高学歴でありながら「あいつは使えない」と言われてしまう人材には、典型的な失敗パターンがある。その一つが、時間の使い方のルールが受験と社会でまったく異なることへの適応不足だ。
受験と社会では「正解」の基準が異なる
受験勉強では、時間をかけた分だけ点数が伸び、1週間かけて100点の答えを作ることに意味があった。「99点より100点のほうが偉い」という世界だ。

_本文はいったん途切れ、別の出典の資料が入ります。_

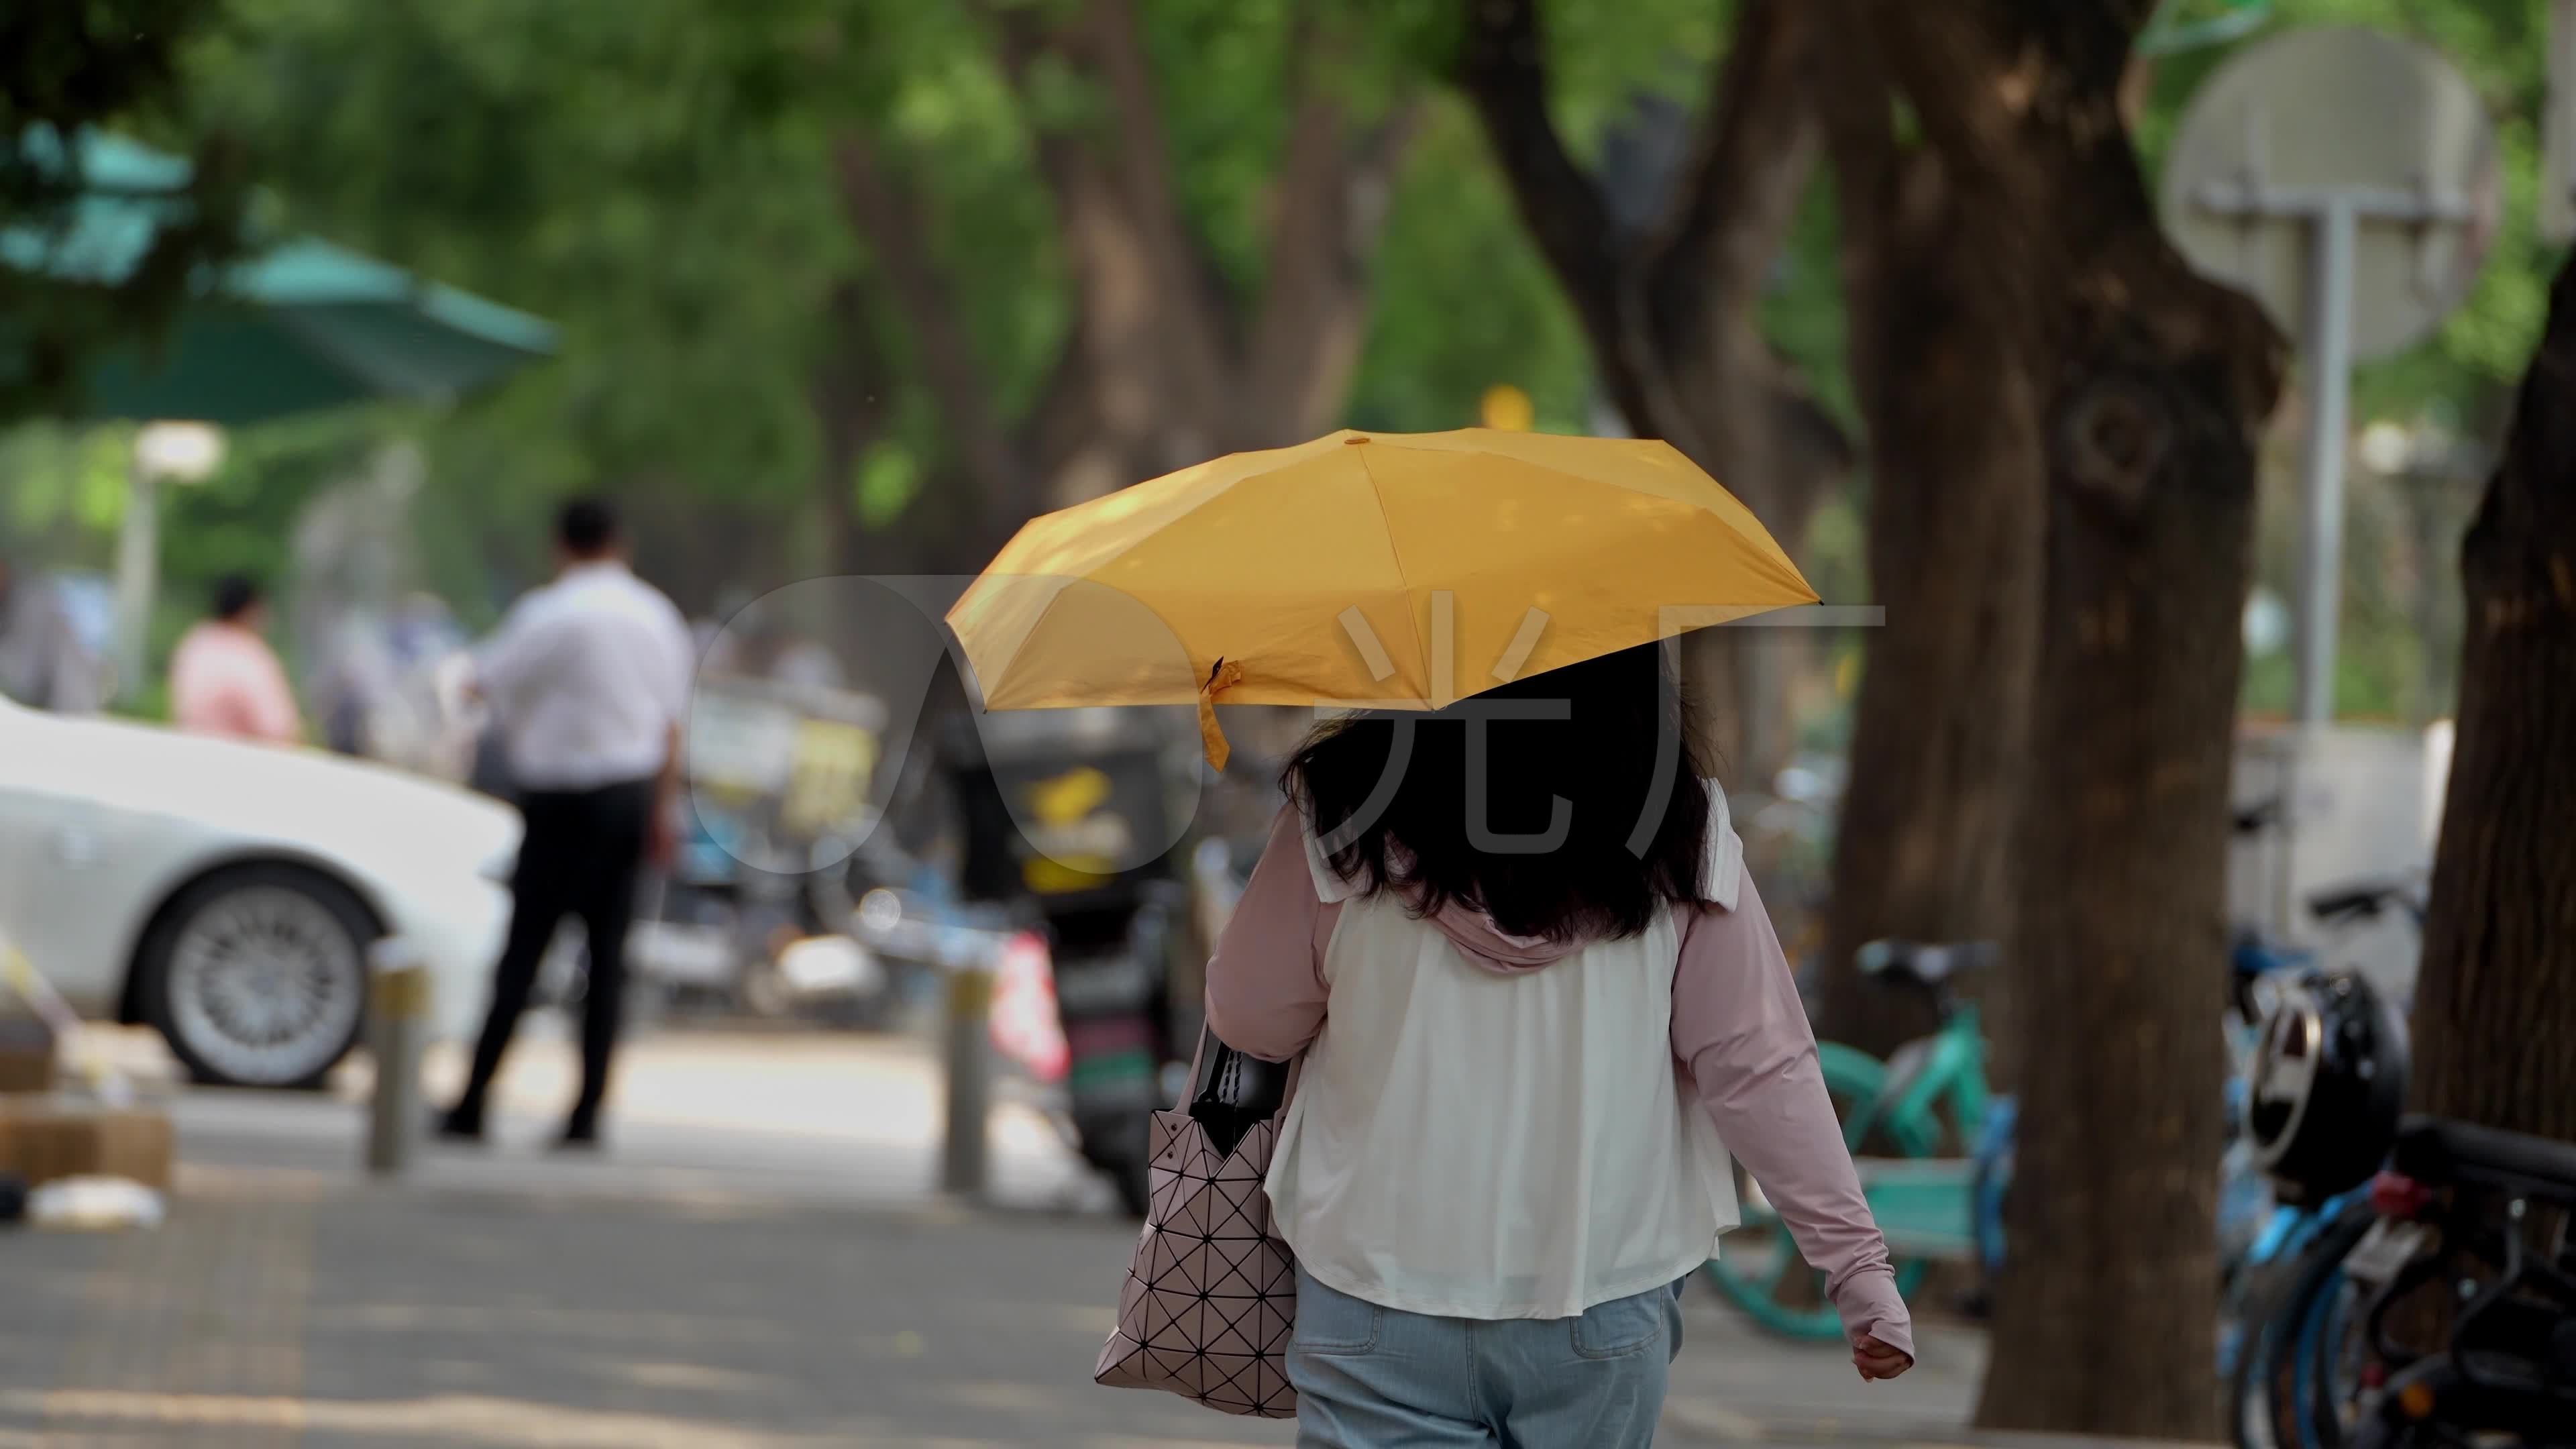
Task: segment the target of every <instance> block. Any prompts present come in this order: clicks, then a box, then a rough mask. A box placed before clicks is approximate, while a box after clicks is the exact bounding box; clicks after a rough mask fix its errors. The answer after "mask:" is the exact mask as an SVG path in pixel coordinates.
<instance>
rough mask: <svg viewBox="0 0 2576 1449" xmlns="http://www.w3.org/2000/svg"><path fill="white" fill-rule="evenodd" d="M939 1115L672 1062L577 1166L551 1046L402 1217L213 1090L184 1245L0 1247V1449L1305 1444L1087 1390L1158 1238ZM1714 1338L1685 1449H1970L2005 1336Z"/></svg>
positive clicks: (718, 1067)
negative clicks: (498, 1136)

しかしビジネスの世界では、1週間かけて100点の答えを出すより、1時間で30点のものを出して、そこから改善していくほうがうまくいく場面がずっと多い。その理由は二つある。一つは、スピードそのものが評価されること。会議に間に合わない100点は、間に合った30点に負ける。もう一つは、正解が「相手」の側にあることだ。
早めの30点が結果的に良い成果へ
早めに30点を出して見せ、「あ、方向性が違うね」「もっとこの角度で」とフィードバックをもらうほうが、結果的に良いものにたどり着ける。1週間ひとりで抱え込んで作った100点が、上司の求めていた方向とまったく違っていた、というのは日常茶飯事だ。
しかし、高学歴人材ほどこれができない。「30点で出す」ことに生理的な抵抗感がある。自分の名前をつけて出す以上、完璧じゃないと恥ずかしい。まだ調べきれていない、まだ詰めきれていない、まだ美しくない――そう思うと出せない。だから抱え込む。そして、上司が求めていたタイミングを盛大に外す。これが「難関大を出ているのに使えない」と囁かれる、いちばん多いパターンだ。